Wenn ich anfange irgendwo auf der Zeit- und Entwicklungsskala zwischen Empfängnis und Geburt den Punkt zu setzen, bis zu dem ich das ungeborene Leben töten kann, erhebe ich den Anspruch darauf festzulegen, wann überhaupt Leben beginnt.

Ich kann das nicht.
Es ist mir nicht möglich zu sagen ab dem 57. Tag beginnt für mich Leben oder ab dem 150. Tag oder 3 Tage vor der Geburt.

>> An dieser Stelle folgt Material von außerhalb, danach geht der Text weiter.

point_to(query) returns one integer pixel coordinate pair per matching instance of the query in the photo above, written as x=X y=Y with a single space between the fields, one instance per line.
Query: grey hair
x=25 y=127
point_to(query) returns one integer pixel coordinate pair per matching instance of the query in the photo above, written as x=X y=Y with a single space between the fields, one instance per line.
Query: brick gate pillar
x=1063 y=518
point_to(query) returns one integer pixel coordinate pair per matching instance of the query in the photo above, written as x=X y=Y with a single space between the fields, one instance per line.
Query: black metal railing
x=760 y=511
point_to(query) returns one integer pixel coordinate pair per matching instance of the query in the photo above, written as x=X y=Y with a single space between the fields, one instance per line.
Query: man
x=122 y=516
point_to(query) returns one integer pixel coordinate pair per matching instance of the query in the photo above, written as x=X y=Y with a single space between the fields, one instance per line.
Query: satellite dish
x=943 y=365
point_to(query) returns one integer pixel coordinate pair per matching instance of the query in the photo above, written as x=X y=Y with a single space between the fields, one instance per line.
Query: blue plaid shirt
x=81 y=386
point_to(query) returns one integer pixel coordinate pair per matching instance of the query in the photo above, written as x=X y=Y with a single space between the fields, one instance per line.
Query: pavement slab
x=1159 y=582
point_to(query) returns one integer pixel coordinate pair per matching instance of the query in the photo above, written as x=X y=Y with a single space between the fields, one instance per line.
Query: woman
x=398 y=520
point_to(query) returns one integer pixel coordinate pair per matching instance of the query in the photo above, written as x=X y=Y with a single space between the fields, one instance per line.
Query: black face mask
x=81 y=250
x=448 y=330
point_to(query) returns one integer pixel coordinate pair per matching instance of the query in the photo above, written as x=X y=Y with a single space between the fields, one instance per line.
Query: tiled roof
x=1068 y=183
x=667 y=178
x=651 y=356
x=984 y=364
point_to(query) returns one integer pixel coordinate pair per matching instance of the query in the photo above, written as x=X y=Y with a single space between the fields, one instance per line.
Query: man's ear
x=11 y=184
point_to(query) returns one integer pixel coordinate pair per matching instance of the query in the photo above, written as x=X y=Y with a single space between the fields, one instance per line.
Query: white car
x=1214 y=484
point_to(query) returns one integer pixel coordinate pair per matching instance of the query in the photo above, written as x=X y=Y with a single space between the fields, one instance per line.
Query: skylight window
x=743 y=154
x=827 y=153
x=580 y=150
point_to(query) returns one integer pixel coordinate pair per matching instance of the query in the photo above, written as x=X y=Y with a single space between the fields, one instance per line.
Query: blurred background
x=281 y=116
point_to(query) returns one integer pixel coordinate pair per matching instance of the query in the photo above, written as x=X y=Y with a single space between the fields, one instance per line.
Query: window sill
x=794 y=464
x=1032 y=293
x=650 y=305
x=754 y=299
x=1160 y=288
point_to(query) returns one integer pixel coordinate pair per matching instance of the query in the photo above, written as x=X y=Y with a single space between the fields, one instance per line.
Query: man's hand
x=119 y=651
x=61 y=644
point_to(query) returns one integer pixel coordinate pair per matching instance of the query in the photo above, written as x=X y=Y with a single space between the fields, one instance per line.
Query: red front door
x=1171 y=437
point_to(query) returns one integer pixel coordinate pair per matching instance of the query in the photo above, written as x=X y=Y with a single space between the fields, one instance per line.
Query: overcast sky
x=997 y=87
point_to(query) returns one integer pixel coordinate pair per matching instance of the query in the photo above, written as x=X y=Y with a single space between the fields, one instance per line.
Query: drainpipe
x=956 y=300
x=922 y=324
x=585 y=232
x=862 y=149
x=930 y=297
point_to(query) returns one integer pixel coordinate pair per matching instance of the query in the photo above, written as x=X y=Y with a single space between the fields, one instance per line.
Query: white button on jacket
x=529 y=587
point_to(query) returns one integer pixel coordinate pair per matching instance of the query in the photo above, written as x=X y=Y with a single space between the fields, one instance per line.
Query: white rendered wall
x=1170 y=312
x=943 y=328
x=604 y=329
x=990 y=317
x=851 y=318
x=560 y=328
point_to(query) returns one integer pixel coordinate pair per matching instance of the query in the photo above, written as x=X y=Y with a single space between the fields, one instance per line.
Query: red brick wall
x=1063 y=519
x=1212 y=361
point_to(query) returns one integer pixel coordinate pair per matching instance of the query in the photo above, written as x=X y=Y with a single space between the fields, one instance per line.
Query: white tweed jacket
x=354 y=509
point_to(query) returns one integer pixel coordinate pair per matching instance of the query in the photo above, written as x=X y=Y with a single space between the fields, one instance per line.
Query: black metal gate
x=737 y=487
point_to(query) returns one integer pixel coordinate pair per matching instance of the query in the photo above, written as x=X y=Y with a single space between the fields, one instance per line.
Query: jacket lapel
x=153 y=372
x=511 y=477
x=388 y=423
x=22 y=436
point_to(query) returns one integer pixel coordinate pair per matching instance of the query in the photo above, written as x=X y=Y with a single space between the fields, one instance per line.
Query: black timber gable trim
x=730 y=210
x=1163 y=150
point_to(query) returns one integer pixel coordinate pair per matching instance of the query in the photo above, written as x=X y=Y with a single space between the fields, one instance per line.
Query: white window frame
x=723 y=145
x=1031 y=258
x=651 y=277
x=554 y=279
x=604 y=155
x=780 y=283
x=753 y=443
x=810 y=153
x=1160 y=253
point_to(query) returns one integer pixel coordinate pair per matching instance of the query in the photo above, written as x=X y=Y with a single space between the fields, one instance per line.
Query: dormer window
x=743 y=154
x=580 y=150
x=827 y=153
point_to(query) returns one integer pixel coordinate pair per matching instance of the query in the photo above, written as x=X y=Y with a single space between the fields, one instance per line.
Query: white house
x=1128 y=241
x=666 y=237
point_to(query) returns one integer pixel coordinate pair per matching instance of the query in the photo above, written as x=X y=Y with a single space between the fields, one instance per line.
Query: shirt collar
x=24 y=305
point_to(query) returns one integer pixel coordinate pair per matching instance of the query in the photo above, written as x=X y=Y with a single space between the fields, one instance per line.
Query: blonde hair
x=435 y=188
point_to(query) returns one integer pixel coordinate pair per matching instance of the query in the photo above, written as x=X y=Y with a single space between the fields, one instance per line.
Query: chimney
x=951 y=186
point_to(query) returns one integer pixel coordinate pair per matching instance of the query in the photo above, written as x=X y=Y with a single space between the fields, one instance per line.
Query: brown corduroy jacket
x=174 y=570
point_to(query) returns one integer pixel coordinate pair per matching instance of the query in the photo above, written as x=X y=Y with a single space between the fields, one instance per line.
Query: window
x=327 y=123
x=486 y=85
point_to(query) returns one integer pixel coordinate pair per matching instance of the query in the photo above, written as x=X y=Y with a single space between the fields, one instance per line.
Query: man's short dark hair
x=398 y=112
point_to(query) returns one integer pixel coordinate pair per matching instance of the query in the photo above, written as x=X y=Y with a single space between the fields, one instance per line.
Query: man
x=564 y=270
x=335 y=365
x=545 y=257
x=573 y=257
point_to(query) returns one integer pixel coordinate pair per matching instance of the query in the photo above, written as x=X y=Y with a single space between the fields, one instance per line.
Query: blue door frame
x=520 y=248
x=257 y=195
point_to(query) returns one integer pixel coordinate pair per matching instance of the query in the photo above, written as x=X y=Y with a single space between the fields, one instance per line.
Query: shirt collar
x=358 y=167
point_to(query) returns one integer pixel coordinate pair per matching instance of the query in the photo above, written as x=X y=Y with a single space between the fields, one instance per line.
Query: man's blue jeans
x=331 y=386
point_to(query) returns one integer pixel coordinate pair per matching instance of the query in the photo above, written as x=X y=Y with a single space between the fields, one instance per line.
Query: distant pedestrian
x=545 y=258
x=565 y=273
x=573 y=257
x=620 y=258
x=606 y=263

Und bisher konnte mir niemand mit absoluter Gewissheit sagen, WANN Leben im Mutterleib beginnt.

Und im Zweifelsfall halte ich mich an den Richterspruch: In dubio pro reo - Im Zweifallsfall für den Angegklagten. Und der Angeklagte ist das ungeborene Leben, das auf die Urteilsverkündung und bei Schuldspruch auf die Todesstrafe durch die eigene Mutter / eigenen Vater wartet.

Wir Amis pfeifen auf Logik

und dann (als Mann) verkünden, die Forderung auf ein Recht zur Abtreibung müsse doch wohl Anliegen der /aller?) Frauen sein und Unverständnis zeigen, dass es (total unlogisch !)auch Frauen gibt, die kein liberales Abtreibungsrecht wollen.
Für solche Plattheiten und die Herabsetzung derer, die seine Vorstellungen nicht teilen, ist das Thema dann doch zu vielschichtig und auch zu persönlich.

Amerika, Amerika

"Ironischerweise hat der Streit erst seit diesem Urteil richtig begonnen, und die beiden Seiten ("Pro-Life" und "Pro-Choice") bekämpfen sich bis aufs Blut, manchmal sogar mit Waffengewalt."

Das ist mehr als witzig, hauptsache wir knueppeln auf einen ein mit dem ueberzeuger, das er ja meiner Meinung ist...

Sind wir besser?

Ich halte uns sogar für schlimmer.
Der große Vorteil der Deutschen ist dabei, das wir die einzigartige Fähigkeit besitzen dem Thema einfach aus dem weg zu gehen.

Beispiel: Ein Bekannter hat ein Behindertes Kind und keiner würde auf den Gedanken kommen zu fragen wieso sie es nicht abgetrieben haben.
Das macht man einfach nicht. Weil es einen nichts angeht oder einfach egal ist.
Anders herum hätte auch niemand in Frage gestellt wieso sie es abgetrieben haben.
Es hat einen nicht zu interessieren. Wissen sie was passiert wenn einer doch mal fragen sollte oder sogar einen Standpunkt bezieht, er wird ausgestoßen.

Es hat schon was verlogenes wenn so mancher den Tod von Kinderschändern fordert aber selbst 2 Kinder abgetrieben hat. Das übelste ist es dann wenn gleiche Person "erschüttert" ist das man darüber diskutiert Kinder im Mutterleib nach verehrbaren Krankheiten zu untersuchen und das dann auch noch Eugenik zu nennen.

Aber so sind wir Deutschen und da ich ein Guter Deutscher bin werde ich das Thema auch weiterhin Ignorieren.
Zumindest dort wo ich mit anderen verhalten eingetretene Pfade verlassen würde.